Elsewhere, quality can form part of a multi-factor strategy. This is the case with the iShares Core MSCI suite of quality dividend ETFs, and the CI WisdomTree quality dividend growth ETFs. The latter employ two quality factors: three-year historical averages for return on equity, and return on assets.

“One element when it comes to companies that exhibit quality characteristics is consistent asset growth as well, along with return on equity,” Tomiuk says.

Among the multi-factor strategies is CI WisdomTree Canada Quality Dividend Growth Index ETF, which incorporates quality, dividends and growth. Tomiuk says the ETF can be considered more of a core Canadian equity solution for investors.

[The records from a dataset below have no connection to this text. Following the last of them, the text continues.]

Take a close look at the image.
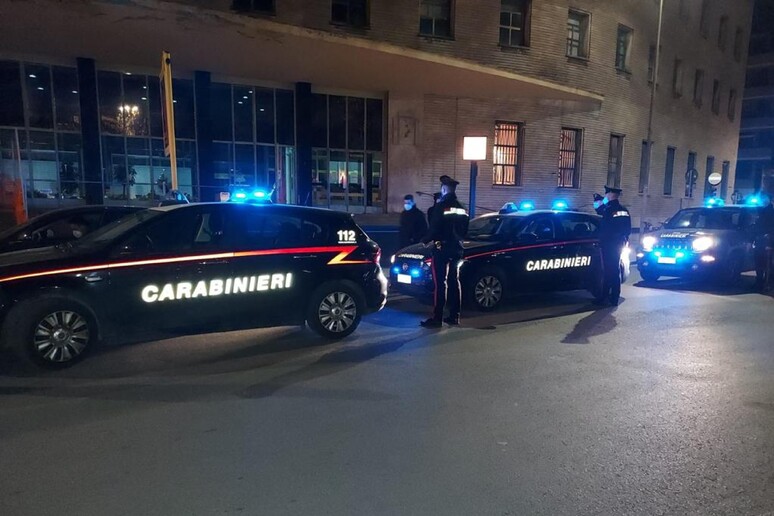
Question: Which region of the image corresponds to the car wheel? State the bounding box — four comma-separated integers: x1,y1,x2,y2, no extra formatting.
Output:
6,297,99,369
470,270,505,312
640,269,661,283
306,282,364,339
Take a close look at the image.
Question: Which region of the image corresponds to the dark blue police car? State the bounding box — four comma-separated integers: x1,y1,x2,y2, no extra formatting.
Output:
637,197,762,284
390,202,629,311
0,203,387,366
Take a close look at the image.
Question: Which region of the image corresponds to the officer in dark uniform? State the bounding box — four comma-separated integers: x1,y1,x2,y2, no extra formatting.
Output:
421,176,470,328
755,199,774,292
594,186,632,306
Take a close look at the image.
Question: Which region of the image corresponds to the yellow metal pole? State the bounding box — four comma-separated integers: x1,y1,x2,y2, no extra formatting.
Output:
160,50,177,192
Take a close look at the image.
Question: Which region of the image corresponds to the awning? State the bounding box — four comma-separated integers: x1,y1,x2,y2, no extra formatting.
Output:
0,0,603,104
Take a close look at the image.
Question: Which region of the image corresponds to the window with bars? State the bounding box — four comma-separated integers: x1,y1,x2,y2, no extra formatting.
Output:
492,122,523,186
500,0,532,47
734,27,744,63
231,0,275,14
693,69,704,108
558,127,582,188
331,0,368,27
728,90,736,122
567,9,591,59
605,134,624,187
419,0,453,38
664,147,676,195
615,25,634,72
712,80,720,115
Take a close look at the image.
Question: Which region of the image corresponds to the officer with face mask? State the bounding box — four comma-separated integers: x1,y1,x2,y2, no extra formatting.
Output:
594,186,632,306
398,195,427,249
421,175,470,328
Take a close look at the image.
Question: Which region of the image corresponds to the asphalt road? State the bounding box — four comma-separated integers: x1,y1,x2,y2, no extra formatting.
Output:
0,272,774,516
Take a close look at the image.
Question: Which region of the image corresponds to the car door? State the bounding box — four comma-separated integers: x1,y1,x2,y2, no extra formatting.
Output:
230,205,320,326
557,213,602,289
104,205,231,330
508,213,564,292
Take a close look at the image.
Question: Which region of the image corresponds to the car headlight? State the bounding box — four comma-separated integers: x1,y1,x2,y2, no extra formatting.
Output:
692,237,715,253
642,235,658,252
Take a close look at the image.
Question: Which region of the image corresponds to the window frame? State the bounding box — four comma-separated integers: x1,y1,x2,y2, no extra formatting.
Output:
419,0,455,40
492,120,524,186
605,133,626,187
566,7,591,60
331,0,371,29
615,23,634,73
557,127,584,190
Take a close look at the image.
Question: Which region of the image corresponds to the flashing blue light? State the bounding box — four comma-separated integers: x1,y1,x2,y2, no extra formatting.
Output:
704,197,726,208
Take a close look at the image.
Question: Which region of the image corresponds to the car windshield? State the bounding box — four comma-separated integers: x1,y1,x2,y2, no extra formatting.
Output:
664,208,742,229
76,210,164,246
467,216,510,240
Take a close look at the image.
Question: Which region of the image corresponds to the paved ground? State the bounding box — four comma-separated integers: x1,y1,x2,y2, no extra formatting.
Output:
0,272,774,515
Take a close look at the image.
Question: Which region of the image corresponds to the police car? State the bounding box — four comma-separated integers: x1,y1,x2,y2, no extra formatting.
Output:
0,203,387,366
390,201,629,311
637,197,762,284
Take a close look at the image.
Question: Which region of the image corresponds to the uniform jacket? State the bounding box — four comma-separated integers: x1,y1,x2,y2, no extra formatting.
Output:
422,194,470,250
597,199,632,246
398,206,427,248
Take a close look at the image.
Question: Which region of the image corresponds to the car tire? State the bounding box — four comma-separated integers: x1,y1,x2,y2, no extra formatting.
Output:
306,281,365,340
5,295,99,369
468,269,505,312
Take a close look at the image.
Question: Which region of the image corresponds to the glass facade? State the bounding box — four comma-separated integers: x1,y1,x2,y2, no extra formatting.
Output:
0,61,384,215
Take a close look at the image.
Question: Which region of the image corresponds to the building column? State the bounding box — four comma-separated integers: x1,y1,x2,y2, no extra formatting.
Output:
77,57,105,204
295,82,314,206
194,71,215,202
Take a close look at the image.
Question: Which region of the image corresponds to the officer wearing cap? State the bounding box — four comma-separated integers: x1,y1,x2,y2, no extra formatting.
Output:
421,175,469,328
594,186,632,306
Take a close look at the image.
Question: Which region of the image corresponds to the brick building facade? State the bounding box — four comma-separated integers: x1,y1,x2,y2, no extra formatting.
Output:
0,0,752,223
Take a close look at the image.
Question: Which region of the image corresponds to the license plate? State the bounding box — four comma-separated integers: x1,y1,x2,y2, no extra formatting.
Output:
398,274,411,285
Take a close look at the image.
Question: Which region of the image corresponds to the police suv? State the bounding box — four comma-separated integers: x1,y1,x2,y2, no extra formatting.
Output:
0,203,387,366
390,202,629,311
637,197,762,284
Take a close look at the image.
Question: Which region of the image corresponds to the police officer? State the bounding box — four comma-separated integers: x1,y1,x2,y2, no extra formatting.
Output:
755,195,774,292
421,176,469,328
594,186,632,306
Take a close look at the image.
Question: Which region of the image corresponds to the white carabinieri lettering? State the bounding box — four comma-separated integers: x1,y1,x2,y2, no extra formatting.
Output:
527,256,591,272
140,272,293,303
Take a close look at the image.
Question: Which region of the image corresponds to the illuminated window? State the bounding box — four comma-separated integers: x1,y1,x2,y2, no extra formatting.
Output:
331,0,368,27
558,127,582,188
606,134,624,186
492,122,522,186
500,0,532,47
615,25,634,72
567,9,591,59
419,0,452,38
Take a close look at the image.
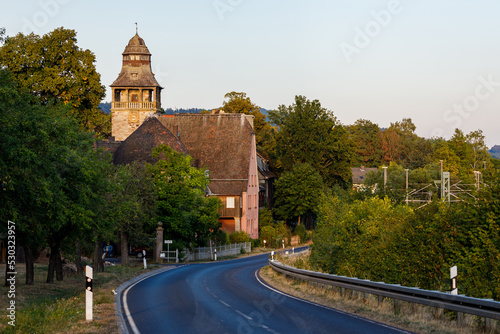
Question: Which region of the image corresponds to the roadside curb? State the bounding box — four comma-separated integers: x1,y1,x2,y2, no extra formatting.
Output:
115,266,180,334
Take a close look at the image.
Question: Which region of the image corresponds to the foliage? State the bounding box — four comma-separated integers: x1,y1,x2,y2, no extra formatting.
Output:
149,145,221,248
273,163,323,225
260,225,276,247
229,231,250,244
269,96,353,188
311,180,500,299
0,28,111,135
0,70,111,278
103,162,156,265
221,92,276,160
347,119,383,167
293,225,307,243
259,208,274,228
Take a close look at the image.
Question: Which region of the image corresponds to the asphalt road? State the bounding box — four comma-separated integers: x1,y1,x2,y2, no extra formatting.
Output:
120,254,406,334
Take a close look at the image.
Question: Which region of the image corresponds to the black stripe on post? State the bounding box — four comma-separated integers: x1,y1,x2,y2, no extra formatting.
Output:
85,276,92,292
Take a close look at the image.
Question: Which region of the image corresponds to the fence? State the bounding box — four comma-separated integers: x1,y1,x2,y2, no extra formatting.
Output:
184,242,252,262
160,249,179,263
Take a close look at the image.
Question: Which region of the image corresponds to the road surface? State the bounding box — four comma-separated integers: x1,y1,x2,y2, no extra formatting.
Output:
120,254,407,334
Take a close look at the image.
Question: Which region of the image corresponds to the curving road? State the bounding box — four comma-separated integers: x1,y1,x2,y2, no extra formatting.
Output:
120,254,407,334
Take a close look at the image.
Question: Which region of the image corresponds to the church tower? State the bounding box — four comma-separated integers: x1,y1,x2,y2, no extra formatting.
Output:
111,31,163,141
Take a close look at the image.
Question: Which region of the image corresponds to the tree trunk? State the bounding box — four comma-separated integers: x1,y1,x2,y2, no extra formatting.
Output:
75,239,83,274
93,240,104,272
56,246,63,281
23,245,35,285
120,228,128,266
4,256,11,286
47,245,58,283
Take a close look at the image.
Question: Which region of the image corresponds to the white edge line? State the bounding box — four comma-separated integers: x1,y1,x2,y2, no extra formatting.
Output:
118,266,183,334
255,268,412,333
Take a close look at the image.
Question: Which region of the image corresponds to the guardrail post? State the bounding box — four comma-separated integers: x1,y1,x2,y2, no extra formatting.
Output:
394,298,401,315
85,266,94,321
457,312,464,328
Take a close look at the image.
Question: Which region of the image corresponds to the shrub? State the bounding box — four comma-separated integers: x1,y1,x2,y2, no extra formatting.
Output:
294,225,307,243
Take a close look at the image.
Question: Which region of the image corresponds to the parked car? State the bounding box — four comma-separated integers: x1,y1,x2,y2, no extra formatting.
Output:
129,246,153,258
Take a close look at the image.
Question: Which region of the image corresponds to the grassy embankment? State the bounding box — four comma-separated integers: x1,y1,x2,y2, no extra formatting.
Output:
0,264,158,334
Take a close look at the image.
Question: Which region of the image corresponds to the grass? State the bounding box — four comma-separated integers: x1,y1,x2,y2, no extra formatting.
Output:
260,253,500,334
0,264,158,334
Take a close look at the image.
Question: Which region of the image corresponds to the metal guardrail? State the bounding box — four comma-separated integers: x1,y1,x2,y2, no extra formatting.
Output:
269,260,500,320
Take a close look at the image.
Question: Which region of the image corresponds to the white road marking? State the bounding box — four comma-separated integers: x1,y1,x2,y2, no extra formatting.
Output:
123,266,183,334
255,269,411,334
219,299,231,307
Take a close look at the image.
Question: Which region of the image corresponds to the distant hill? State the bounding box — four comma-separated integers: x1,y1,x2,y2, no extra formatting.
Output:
489,145,500,159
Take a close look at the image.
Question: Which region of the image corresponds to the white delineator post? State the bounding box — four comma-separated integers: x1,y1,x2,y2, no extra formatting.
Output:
85,266,94,320
450,266,458,295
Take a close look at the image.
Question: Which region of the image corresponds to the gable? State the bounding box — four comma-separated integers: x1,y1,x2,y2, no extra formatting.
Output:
159,114,254,183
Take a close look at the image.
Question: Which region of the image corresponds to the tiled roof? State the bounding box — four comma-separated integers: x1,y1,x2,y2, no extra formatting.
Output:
123,33,151,55
111,66,160,87
113,117,188,165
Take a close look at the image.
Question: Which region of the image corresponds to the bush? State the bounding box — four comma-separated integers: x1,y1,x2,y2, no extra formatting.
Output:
260,226,276,247
229,231,250,244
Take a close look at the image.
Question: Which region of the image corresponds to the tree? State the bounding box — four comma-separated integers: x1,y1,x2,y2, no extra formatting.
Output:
273,163,323,225
347,119,383,167
0,70,109,284
149,145,222,248
221,92,276,165
107,162,156,265
0,28,111,135
269,96,354,188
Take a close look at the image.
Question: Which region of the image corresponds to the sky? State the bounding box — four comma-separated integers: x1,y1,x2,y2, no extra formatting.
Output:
0,0,500,147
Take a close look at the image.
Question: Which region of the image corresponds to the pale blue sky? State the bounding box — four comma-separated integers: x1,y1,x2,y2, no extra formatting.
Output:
0,0,500,147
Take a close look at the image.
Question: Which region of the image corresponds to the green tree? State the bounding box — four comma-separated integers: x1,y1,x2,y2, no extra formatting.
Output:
273,163,324,225
150,145,221,248
0,70,109,284
106,162,156,265
269,96,353,188
347,119,383,167
0,28,111,135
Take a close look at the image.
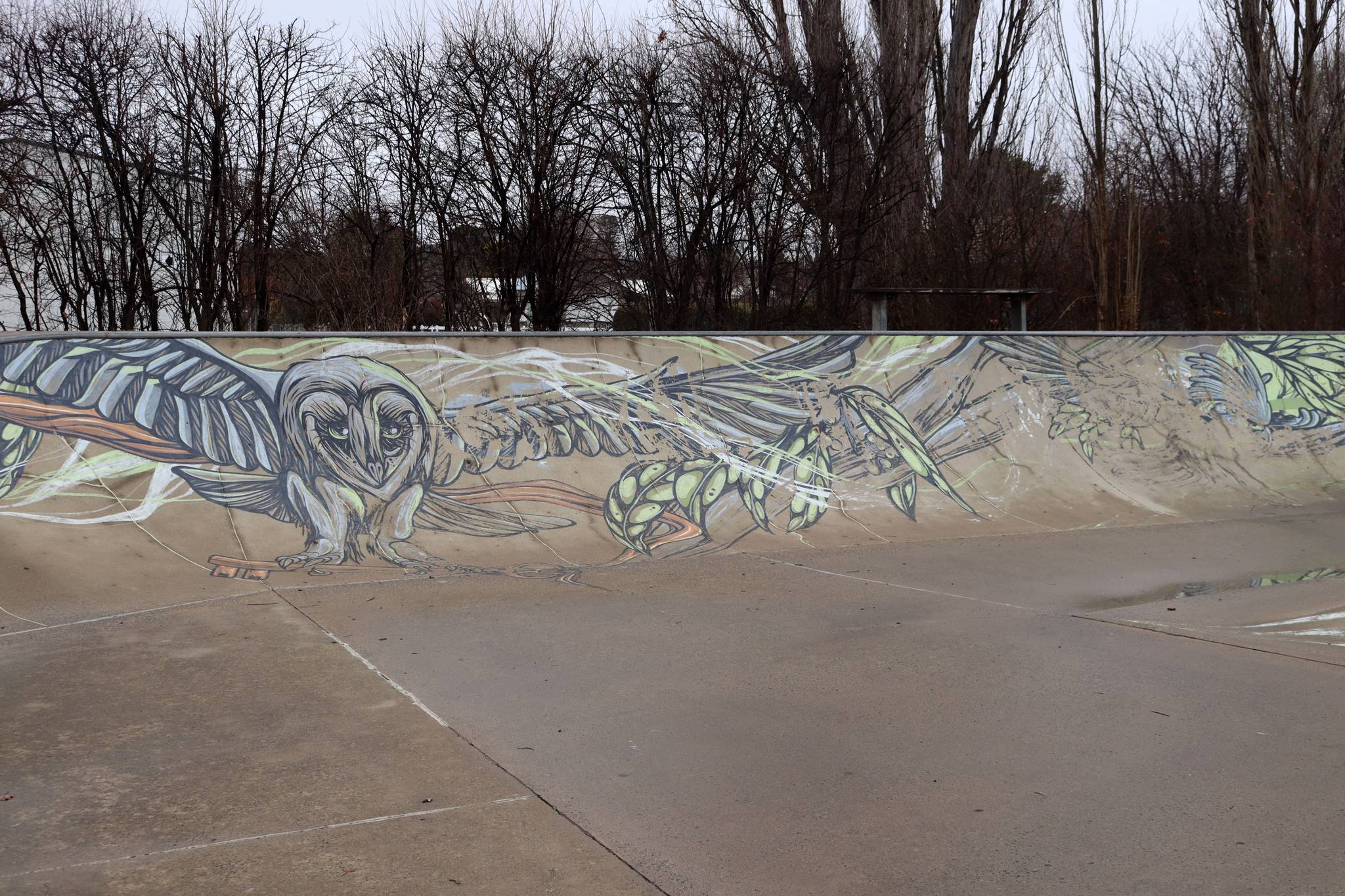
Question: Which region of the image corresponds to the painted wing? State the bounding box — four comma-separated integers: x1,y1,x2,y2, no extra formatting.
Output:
1228,333,1345,426
1186,352,1271,426
983,336,1162,402
451,336,864,473
0,339,281,473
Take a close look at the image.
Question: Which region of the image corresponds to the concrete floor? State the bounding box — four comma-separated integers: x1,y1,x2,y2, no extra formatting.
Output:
0,513,1345,895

During the pre-crash periods ended Feb. 29, quality factor ETFs with at least three years of history were among the best performers in their respective categories. The three oldest — BMO MSCI All Country World High Quality Index ETF, BMO MSCI USA High Quality Index ETF and BMO MSCI Europe High Quality Hedged to CAD Index ETF — each had the top five-star Morningstar Rating for risk-adjusted returns. So did CI First Asset’s MSCI-based quality ETF.

“We’ve seen a lot of evidence that quality does provide reasonably stable returns,” says Tomiuk. “You tend to see a little bit more outperformance when you’re late cycle or when you’re in an economic slowdown, because investors are willing to pay a premium for quality and stability in those periods.”

In the wake of the bear market that began in March with multiple market plunges and extreme volatility, there’s no clear picture of how strategies will fare. But Heakes says companies that have a history of consistent profitability, strong free cash flow and low debt levels are better positioned to weather the coronavirus pandemic and global recession. Although quality hasn’t gained the recognition of some other factors, “it’s one that tends to serve investors pretty well.”

Quality strategies would tend to lag, says Heakes, in an environment that was a “somewhat indiscriminate” bull market where every stock rallies. “If you’re getting that big bounce-back when everyone’s just feeling good and pouring cash into assets, willing to take extra risk — perhaps willing to take too much risk — quality assets will still do well but they might have a little more measured growth profile.”

Needless to say, underperforming in an overheated market is the least of investors’ worries these days.